Besides aiming for maximal performance on accelerators, sometimes a numerical library also targets to run in a wide range of environments, for example, to execute on web browsers based on JavaScript for ease of access to many end users. Besides, with the trending of edge computing and the Internet of Things, it is also crucial for numerical libraries to support running on computation resource–limited devices. One approach is to construct unikernel, a specialized minimal virtual machine image that only contains necessary libraries and modules to support an application. In this book, we also introduce Owl’s support for execution in this environment.

1.2.4 Research on Owl

In the last part of this book, we introduce two components in Owl: Zoo, for service composition and deployment, and Actor, for distributed computing. The focus of these two chapters is to present two pieces of research based on Owl.

In Chapter 9, we introduce the Zoo subsystem. It was originally developed to share OCaml scripts. It is known that we can use OCaml as a scripting language as Python (at certain performance cost because the code is compiled into bytecode). Even though compiling into native code for production use is recommended, scripting is still useful and convenient, especially for light deployment and fast prototyping. In fact, the performance penalty in most Owl scripts is almost unnoticeable because the heaviest numerical computation part is still offloaded to Owl which runs native code. While designing Owl, our goal is always to make the whole ecosystem open, flexible, and extensible. Programmers can make their own “small” scripts and share them with others conveniently, so they do not have to wait for such functions to be implemented in Owl’s master branch or submit something “heavy” to OPAM. Based on these basic functionalities, we extend the Zoo system to address the computation service composition and deployment issues.
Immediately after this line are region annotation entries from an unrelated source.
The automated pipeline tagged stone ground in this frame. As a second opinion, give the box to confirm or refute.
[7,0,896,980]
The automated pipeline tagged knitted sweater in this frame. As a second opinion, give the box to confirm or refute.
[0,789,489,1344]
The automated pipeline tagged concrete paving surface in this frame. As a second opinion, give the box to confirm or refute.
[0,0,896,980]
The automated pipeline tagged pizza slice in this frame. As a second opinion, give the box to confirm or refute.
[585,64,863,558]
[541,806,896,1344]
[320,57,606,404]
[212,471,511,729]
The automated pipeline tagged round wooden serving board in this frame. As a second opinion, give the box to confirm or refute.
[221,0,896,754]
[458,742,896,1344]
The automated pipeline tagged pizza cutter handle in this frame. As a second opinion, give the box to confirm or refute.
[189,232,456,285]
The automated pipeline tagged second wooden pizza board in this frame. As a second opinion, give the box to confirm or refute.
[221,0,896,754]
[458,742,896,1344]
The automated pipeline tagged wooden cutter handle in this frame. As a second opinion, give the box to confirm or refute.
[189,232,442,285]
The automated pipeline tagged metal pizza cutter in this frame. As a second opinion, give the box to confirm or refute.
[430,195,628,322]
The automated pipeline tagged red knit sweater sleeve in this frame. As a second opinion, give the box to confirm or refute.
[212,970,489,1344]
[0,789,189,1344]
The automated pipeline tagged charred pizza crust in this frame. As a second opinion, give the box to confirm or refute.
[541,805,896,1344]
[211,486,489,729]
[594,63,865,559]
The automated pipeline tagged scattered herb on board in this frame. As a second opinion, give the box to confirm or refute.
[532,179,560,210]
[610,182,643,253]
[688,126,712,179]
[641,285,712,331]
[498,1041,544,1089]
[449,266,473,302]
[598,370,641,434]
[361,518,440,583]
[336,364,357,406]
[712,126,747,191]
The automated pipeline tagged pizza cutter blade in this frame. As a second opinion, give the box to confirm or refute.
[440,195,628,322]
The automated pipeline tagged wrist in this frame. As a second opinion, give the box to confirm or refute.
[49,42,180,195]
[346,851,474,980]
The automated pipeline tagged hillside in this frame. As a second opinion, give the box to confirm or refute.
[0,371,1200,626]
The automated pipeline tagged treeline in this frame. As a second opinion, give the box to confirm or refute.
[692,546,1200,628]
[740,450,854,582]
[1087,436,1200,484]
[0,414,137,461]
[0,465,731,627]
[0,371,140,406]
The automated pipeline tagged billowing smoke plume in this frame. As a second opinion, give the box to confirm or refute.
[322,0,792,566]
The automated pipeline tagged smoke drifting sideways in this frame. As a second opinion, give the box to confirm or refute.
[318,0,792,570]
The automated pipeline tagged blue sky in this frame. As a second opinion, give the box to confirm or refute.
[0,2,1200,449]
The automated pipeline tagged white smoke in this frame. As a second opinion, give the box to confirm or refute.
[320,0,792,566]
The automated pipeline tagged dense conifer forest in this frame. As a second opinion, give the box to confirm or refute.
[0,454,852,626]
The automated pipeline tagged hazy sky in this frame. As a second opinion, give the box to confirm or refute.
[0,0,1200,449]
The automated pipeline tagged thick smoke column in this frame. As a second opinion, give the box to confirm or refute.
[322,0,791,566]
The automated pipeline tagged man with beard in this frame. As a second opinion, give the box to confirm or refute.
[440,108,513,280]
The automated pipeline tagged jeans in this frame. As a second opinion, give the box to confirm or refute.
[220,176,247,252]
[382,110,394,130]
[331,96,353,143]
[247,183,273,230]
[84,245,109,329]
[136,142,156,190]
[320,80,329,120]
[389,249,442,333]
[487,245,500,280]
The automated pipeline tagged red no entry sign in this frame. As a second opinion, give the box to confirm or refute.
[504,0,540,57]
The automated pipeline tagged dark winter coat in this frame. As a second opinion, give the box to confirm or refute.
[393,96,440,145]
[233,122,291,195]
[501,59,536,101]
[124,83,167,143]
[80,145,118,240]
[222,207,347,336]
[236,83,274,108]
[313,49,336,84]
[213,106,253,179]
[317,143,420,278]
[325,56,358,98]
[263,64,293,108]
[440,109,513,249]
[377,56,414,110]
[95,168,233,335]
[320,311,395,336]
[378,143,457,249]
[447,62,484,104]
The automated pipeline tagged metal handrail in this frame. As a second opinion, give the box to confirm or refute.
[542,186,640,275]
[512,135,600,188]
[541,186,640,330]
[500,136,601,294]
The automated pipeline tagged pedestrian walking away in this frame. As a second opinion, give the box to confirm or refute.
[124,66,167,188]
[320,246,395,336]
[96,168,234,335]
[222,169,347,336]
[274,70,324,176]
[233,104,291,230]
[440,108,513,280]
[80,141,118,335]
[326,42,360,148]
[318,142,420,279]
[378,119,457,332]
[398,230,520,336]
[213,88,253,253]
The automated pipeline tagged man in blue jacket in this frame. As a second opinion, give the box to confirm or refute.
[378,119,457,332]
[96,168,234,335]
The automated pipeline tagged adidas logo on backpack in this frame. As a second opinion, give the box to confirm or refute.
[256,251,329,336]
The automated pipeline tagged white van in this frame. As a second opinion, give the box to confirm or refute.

Next, we discuss the topic of distributed computing. The design of distributed and parallel computing module essentially differentiates Owl from other mainstream numerical libraries. For most libraries, the capability of distributed and parallel computing is often implemented as a third-party library, and the users have to deal with low-level message passing interfaces. However, Owl achieves such capability through its Actor subsystem. Distributed computing includes techniques that combine multiple machines through a network, sharing data and coordinating progresses. With the fast-growing number of data and processing power they require, distributed computing has been playing a significant role in current smart applications in various fields. Its application is extremely prevalent in various fields, such as providing large computing power jointly, fault-tolerant databases, file system, web services, and managing large-scale networks, etc.

In Chapter 10, we give a brief bird’s-eye view of this topic. Specifically, we introduce an OCaml-based distributed computing engine, Actor. It has implemented three mainstream programming paradigms: parameter server, map-reduce, and peer-to-peer. Orthogonal to these paradigms, Actor also implements all four types of synchronization barriers. We introduce four different types of synchronization methods or “barriers” that are commonly used in current systems. We further elaborate how these barriers are designed and provide illustrations from the theoretical perspective. Finally, we use evaluations to show the performance trade-offs in using different barriers.

1.3 Summary

In this chapter, we introduced the theme of this book, which centers on the design of Owl, a numerical library we have been developing. We briefly discussed why we build Owl based on the OCaml language. And then we set a road map for the whole book, which can be categorized into four parts: basic building block, advanced analytics, execution in various environments, and research topics based on Owl. We hope you will enjoy the journey ahead!